Sunday marks Strause’s final sermon as pastor at the Lancaster city church. He is just the sixth pastor in the church’s 123-year history.
A native of Corvallis, Oregon, Strause grew up in Lititz, where he was a member of St. Paul Lutheran Church. He attended Penn State University, beginning as an anthropology major. The Rev. James Shannon, who was then the pastor at St. Paul, had planted the seed of ministry and following his sophomore year, Strause decided to become a pastor. Following graduation, he entered the Lutheran Theological Seminary at Gettysburg.
He was an assistant pastor in Beechwood, New Jersey, before being hired at Emmanuel.
“I never thought I’d stay 32 years, but it just kind of happened,” he said. “The ordinary daily tasks of ministry, for me, have always been the most satisfying. I enjoy being a parish pastor.”
Finding ways to serve God
Church council President Deb Barrett said Strause has led the church in God’s mission.
“We are sad, but at the same time thankful for 32 years of shared ministry with Pastor Strause,” she wrote in an email. “He came to us as a young pastor at a time when we were ready to reenvision our mission on the corner of Walnut and Pine. With his leadership, we discovered new ways to serve God through service to those in our community and our world.”
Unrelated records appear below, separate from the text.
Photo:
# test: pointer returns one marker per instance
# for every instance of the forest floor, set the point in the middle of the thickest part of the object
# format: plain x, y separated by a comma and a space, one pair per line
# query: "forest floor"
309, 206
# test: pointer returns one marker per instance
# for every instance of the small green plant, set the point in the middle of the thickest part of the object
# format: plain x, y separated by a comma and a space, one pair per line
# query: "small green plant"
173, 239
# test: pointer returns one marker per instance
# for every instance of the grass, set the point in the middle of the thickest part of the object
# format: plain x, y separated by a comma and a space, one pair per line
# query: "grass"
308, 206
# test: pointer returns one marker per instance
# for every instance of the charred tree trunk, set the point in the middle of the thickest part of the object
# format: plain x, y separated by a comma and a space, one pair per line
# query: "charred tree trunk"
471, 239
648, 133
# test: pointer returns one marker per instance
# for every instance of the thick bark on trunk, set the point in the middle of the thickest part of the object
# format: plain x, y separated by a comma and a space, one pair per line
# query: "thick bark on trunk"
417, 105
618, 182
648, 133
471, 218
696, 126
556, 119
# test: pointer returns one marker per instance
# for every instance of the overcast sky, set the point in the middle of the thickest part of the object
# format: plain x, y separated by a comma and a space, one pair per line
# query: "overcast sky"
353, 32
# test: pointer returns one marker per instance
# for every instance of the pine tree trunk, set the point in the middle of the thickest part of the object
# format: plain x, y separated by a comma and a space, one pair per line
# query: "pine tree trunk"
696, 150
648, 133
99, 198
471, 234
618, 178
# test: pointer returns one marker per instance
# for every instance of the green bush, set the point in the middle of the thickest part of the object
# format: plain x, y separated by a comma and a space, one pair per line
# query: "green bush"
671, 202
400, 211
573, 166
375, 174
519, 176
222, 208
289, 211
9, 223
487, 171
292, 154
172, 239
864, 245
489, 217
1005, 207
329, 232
Over the past three decades, Strause declined opportunities to head other congregations or to work in church administration.
“I never felt that it was time for me to step away from my call here at Emmanuel,” he said. “I’ve always felt that a call to something is accompanied with a call away from something.”
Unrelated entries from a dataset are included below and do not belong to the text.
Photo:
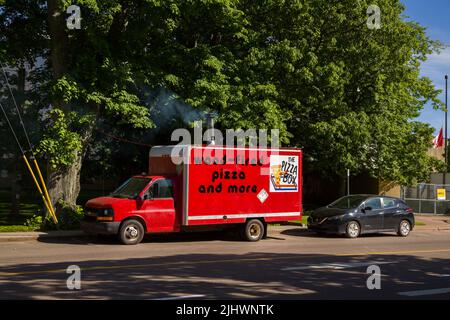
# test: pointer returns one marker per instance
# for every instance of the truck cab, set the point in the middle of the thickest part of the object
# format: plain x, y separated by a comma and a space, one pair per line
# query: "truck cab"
142, 204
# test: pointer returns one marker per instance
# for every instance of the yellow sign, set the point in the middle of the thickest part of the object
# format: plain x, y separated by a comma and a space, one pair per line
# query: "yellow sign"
440, 194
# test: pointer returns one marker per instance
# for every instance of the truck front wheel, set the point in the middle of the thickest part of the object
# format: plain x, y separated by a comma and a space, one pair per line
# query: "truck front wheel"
131, 232
253, 230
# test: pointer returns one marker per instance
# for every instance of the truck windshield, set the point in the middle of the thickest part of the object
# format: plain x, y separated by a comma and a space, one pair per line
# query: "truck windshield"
347, 202
131, 188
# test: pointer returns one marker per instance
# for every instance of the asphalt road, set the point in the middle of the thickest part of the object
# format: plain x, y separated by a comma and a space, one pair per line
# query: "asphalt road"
291, 264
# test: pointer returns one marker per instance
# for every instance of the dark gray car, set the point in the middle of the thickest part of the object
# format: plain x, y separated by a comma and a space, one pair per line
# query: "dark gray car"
362, 213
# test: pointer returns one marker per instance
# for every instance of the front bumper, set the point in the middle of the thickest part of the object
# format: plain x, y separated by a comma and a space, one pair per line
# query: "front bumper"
93, 227
327, 226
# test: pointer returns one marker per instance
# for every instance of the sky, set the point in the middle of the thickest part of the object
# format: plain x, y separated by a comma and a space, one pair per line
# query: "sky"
435, 16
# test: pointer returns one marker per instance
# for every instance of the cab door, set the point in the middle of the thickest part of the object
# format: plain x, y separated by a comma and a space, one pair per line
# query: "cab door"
372, 215
159, 207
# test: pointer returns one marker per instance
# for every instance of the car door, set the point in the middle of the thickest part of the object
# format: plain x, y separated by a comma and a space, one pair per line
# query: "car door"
159, 207
372, 215
391, 213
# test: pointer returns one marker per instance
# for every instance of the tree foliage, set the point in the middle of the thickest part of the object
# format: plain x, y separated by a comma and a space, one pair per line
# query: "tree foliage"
347, 94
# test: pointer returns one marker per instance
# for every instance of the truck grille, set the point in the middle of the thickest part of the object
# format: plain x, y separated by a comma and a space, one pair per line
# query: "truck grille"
90, 214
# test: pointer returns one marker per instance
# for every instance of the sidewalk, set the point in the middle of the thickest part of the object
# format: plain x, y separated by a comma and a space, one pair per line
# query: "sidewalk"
26, 236
433, 222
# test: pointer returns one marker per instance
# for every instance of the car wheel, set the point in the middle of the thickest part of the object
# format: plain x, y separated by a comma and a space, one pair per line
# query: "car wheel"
404, 228
253, 230
131, 232
353, 229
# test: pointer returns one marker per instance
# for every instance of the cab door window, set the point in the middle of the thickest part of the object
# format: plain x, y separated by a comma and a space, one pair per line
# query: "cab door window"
161, 189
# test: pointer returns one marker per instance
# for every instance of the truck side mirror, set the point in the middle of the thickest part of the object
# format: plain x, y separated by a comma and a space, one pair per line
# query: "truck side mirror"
368, 208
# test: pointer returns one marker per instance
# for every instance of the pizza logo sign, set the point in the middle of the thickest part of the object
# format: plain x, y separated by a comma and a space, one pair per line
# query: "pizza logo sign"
283, 173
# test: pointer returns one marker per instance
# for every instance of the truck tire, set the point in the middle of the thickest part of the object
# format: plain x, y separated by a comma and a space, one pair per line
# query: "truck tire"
353, 230
253, 230
404, 228
131, 232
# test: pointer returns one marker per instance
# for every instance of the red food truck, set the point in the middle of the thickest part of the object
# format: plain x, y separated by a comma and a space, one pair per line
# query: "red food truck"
193, 188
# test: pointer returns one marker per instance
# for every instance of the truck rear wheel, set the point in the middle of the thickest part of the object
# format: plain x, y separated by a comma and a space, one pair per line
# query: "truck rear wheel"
253, 230
131, 232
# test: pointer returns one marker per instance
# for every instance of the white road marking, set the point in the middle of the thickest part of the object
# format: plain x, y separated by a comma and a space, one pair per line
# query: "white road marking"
338, 266
193, 296
429, 292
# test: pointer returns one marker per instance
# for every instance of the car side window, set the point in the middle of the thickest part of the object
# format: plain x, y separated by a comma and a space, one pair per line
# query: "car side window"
161, 189
374, 203
389, 203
His decision to retire was based on several factors.
One is the congregation’s renewed sense of community. Although many members do not live in the neighborhood, he said, “they see their stewardship of this church building as an asset for the neighborhood and have made it available for organizations at little or no cost to meet.”
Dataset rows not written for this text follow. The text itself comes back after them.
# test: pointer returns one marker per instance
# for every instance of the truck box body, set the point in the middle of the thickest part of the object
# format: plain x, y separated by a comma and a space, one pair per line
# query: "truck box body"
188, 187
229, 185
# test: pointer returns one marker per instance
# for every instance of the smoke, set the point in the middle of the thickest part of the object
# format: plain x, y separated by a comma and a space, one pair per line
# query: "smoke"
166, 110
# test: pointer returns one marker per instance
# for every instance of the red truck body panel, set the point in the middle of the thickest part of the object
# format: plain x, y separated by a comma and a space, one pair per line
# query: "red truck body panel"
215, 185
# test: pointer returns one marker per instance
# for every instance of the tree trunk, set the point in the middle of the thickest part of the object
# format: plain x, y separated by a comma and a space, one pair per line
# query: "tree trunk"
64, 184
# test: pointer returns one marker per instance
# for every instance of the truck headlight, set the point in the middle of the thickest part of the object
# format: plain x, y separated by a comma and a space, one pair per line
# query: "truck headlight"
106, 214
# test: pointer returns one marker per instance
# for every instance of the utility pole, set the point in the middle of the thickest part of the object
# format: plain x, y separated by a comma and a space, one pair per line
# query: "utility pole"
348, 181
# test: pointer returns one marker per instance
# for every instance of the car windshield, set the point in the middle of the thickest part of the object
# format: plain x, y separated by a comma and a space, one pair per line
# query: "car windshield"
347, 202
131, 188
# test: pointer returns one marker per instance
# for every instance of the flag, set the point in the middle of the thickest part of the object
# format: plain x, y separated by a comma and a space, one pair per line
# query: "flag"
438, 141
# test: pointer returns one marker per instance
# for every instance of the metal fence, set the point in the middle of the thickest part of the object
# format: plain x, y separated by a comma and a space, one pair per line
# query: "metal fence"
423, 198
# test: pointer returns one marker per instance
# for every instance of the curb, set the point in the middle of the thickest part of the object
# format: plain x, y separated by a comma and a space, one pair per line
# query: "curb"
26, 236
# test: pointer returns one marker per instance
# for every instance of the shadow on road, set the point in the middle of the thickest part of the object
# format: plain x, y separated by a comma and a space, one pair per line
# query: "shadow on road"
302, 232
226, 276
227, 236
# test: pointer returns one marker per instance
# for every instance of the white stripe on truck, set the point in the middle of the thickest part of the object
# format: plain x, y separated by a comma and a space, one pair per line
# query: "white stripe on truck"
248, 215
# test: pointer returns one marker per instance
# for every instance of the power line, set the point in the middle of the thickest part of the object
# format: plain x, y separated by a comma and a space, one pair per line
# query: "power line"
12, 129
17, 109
The church serves as a home for Streams of Life Worship Center, an East African community, and Bhutanese cultural educational programs. And it partners with Bethany Christian Services, among others. Emmanuel also housed the Refugee Center and Community School when Reynolds Middle School was undergoing renovations.
Another factor is the core leadership at the church “who I feel very positive about.”
And there is his age. At 62, he didn’t want to go to another church as an open-ended call. Therefore, he plans to make himself available to churches on an interim basis beginning in January.
“I wanted to provide some of the wisdom and experience I have for congregations that are in a time of transition,” he explained.
Privileged to serve
Calling it an “immense privilege ... to walk with people as they go through life changes,” he said, “I’m now at the point where I’m performing marriages for kids that I confirmed.
“And this has really kind of felt like a book end, but I (recently) had a funeral for a young woman who was one of the first teenagers that I confirmed.”
Barrett said Strause has described himself as “chapter in the life of our congregation.”
At a gathering last Sunday, more than 100 people turned out to honor him.
“For me,” she wrote, “the only words that adequately sum up our shared ministry are ‘thanks be to God.’ ”
Strause and his wife, Lois, a retired School District of Lancaster teacher, are the parents of two grown children: Renata, of Washington, D.C., and Dietrich, of Cambridge, Massachusetts.
They plan to travel this fall before he makes himself available as an interim pastor.